相关技术中,通过安装在车身不同位置的多个摄像头分别进行拍摄,从而得到汽车前后左右方位视角的图像,然后将这些图像拼接起来得到全景环视图像,驾驶员可以在车载中控大屏上观看该环视图像了解汽车周围环境。通过将环视图像通过训练好的神经网络进行目标检测,确定目标(例如停车位、人、障碍物、车道线等)的位置,该检测结果的召回率和准确率较高,从而实现汽车的智能辅助驾驶。
但是基于环视图像进行目标检测,得到的检测结果中目标存在的置信度过低,无法判断是否为真正的目标,很容易出现目标检测错误。
发明内容
本申请提供一种目标检测方法和装置,以通过对从单张图像中检测到的目标的置信度和从环视图像中检测到的目标的置信度进行融合,确保检测到的目标的可信程度,进而提高目标检测的准确性。
第一方面,本申请提供一种目标检测方法,包括:
当第一目标和第二目标为同一目标时,根据第一置信度和第二置信度获取融合置信度;其中,所述第一置信度为所述第一目标在第一图像中的可信程度,所述第二置信度为所述第二目标在第二图像中的可信程度,所述第一图像为来自第一摄像装置的图像,所述第二图像为根据来自多个摄像装置的图像得到的环视图像,所述多个摄像装置包括所述第一摄像装置;根据所述融合置信度输出目标检测结果。
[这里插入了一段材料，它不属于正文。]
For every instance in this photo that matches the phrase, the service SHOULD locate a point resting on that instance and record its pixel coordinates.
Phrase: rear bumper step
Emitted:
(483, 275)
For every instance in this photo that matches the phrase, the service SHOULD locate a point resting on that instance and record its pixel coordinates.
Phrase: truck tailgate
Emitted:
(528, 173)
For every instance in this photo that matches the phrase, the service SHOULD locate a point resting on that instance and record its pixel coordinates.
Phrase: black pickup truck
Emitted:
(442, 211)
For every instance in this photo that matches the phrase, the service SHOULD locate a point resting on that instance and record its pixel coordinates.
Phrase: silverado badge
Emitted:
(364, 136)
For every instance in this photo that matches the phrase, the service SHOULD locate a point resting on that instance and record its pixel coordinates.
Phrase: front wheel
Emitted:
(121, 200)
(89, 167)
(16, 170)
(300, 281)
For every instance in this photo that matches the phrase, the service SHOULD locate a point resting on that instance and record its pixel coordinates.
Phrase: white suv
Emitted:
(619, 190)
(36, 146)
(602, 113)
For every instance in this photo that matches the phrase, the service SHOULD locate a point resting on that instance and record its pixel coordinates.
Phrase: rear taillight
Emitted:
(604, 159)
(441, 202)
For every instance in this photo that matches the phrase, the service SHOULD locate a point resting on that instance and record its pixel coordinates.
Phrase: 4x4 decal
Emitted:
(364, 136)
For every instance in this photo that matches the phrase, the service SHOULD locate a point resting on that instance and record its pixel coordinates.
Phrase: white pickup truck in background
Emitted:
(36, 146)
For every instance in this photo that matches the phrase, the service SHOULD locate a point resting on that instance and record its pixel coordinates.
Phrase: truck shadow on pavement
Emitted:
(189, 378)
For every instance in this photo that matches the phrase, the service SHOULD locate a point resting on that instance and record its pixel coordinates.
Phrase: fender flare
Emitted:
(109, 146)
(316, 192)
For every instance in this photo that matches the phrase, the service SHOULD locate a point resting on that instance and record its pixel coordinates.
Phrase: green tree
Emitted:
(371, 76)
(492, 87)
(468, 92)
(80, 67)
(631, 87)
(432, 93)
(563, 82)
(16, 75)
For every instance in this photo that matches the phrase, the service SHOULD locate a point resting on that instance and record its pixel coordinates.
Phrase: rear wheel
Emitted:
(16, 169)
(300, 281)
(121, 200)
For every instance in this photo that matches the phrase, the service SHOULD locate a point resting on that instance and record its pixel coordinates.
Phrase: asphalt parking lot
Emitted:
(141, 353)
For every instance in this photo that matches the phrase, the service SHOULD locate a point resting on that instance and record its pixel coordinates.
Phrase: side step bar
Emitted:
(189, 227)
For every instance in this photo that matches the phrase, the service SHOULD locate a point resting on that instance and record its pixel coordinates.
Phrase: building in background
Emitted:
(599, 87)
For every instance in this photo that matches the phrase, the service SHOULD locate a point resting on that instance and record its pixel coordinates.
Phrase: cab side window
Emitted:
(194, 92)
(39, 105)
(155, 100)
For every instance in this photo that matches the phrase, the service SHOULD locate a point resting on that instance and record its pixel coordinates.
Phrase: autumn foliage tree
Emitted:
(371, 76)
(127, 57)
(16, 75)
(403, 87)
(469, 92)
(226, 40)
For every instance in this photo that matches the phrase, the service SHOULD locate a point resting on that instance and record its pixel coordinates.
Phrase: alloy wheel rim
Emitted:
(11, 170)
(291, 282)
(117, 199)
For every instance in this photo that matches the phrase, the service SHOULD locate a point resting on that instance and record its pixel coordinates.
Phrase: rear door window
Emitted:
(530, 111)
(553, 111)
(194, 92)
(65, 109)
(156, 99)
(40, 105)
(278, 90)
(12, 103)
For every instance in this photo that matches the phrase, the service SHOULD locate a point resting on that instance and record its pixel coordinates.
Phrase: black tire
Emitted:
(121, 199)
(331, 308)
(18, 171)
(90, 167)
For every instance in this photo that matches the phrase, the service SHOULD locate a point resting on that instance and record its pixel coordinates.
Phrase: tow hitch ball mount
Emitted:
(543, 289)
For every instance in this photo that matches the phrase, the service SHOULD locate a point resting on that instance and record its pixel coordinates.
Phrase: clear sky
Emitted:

本申请通过对从单张鱼眼图像中检测到的目标的置信度和从环视图像中检测到的目标的置信度进行融合,确保检测到的目标的可信程度,进而提高目标检测的准确性。
在一种可能的实现方式中,所述根据第一置信度和第二置信度获取融合置信度,包括:当所述第一置信度大于第一阈值,且所述第二置信度大于第二阈值时,根据预设的权重值确定所述融合置信度;和/或,当所述第一置信度小于或等于所述第一阈值,且所述第二 置信度大于所述第二阈值时,确定所述融合置信度为所述第二置信度。
在一种可能的实现方式中,所述根据所述融合置信度输出目标检测结果,包括:确定所述融合置信度大于第三阈值;输出在所述第二图像中检测到的所述第二目标的定位信息。
本申请基于融合置信度输入第二图像中检测到的第二目标的定位信息,提高目标检测的准确性。
在一种可能的实现方式中,所述根据第一置信度和第二置信度获取融合置信度,包括:当所述第一置信度大于所述第一阈值,且所述第二置信度小于或等于所述第二阈值时,确定所述融合置信度为所述第一置信度。
在一种可能的实现方式中,所述根据所述融合置信度输出目标检测结果,包括:确定所述融合置信度大于第三阈值;输出在所述第一图像中检测到的所述第一目标的定位信息。
本申请基于融合置信度输入第一图像中检测到的第一目标的定位信息,提高目标检测的准确性。
在一种可能的实现方式中,还包括:根据所述第一目标和所述第二目标的图像重合度确定所述第一目标和所述第二目标是否为同一目标;当所述第一目标和所述第二目标的图像重合度大于第四阈值时,确定所述第一目标和第二目标为同一目标。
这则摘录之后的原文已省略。